1way.utf8

One-way ANOVA is a parametric test designed to compare the means of two or more samples. The null hypothesis H0 states that the means of all samples to be tested are equal. The test returns an F-statistic and a p-value which will help you decide whether or not to reject the null hypothesis.

One of the options to perform a one-way ANOVA in R is to run the function lm(); followed by anova(). This option fits a linear model and will work in virtually all cases.

Let’s take an example. Here, let’s say that we want to check whether the average size of blue ground beetles (Carabus intricatus) differs depending on their location. We consider 3 different locations, for example 3 forests beautifully named A, B and C. In each location, we measure the size (in millimeters) of 10 individuals.

To create the corresponding dataframe in R, use the following code:

# response variable
size <- c(25,22,28,24,26,24,22,21,23,25,26,30,25,24,21,27,28,23,25,24,20,22,24,23,22,24,20,19,21,22)

# predictor variable
location <- as.factor(c(rep("ForestA",10), rep("ForestB",10), rep("ForestC",10)))

# dataframe
my.dataframe <- data.frame(size,location)

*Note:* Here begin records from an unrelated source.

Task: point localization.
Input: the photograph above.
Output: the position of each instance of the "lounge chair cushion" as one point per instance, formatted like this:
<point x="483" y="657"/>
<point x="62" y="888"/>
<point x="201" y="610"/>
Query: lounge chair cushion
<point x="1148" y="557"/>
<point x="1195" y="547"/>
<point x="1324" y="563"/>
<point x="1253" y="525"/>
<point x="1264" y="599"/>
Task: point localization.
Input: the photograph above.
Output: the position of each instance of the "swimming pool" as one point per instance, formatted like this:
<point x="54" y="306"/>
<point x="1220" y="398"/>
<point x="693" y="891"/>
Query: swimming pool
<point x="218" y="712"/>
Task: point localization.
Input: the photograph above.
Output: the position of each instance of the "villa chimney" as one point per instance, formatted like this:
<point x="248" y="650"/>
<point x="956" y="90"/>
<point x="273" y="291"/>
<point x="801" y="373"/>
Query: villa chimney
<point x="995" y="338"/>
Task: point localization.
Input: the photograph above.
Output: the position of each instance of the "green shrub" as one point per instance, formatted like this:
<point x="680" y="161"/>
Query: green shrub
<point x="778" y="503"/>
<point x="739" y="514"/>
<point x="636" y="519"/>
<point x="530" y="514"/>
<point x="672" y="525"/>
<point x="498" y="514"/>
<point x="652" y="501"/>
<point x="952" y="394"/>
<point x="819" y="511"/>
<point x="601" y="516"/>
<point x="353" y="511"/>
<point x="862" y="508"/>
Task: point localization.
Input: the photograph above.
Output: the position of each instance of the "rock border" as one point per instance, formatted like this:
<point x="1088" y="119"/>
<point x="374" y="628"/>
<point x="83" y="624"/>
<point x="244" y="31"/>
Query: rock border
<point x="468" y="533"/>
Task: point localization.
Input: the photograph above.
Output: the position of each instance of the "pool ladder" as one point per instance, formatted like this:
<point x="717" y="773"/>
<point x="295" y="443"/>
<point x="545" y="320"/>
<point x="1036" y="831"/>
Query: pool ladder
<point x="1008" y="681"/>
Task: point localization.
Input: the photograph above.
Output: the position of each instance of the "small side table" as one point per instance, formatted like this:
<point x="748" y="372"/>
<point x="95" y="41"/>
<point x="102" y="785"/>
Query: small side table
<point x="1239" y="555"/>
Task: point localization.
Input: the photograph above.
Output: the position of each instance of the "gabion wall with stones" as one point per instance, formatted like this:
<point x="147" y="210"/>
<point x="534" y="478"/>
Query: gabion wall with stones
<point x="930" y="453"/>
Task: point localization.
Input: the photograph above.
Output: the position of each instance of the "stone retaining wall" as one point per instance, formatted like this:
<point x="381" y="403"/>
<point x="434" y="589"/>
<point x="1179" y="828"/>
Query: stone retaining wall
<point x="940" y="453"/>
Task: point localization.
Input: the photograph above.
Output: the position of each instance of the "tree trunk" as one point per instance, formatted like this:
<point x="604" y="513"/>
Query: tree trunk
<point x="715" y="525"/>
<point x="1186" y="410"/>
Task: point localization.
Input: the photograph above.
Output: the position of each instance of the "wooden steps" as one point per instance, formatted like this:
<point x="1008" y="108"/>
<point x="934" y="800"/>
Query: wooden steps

It is always nice and useful to start by visualizing the whole dataset, so let’s plot the data:

Assumptions

The assumptions are:

independence of observations (each individual is represented by 1 entry/measurement ONLY)
normality of distribution (to be tested for each group, for example with the Shapiro-Wilk test)
homogeneity of variance (to be tested with, for example, Levene’s test)
groups contain no outliers.

Running the test

The syntax is lm(response ~ predictor, data = dataframe) where response is the response variable, predictor is the predictor variable or factor (which categorizes the observations) and dataframe the name of the dataframe that contains the data. We first need to fit the linear model with lm() and then we store it in the object model. We then compute and display the table for the analysis using anova():

model <- lm(size ~ location, data = my.dataframe)
anova(model)

## Analysis of Variance Table
## 
## Response: size
##           Df  Sum Sq Mean Sq F value   Pr(>F)   
## location   2  66.467  33.233  7.1101 0.003307 **
## Residuals 27 126.200   4.674                    
## ---
## Signif. codes:  0 '***' 0.001 '**' 0.01 '*' 0.05 '.' 0.1 ' ' 1

This output provides you with the F-value (7.1101) and the corresponding p-value (0.003307). The hypothesis H0 stating that the means of the groups are equal is thus to be rejected.

But this does not tell us anything about the groups which means are significantly different…

Indeed, the ANOVA needs to be followed by another test if we want to check which of the groups are different from the others. For that, we will need a post-hoc test, and these three options will help you do that:

Alternative

The non-parametric Kruskal-Wallis test is a good alternative to the one-way ANOVA when the assumption of normality of distribution is violated.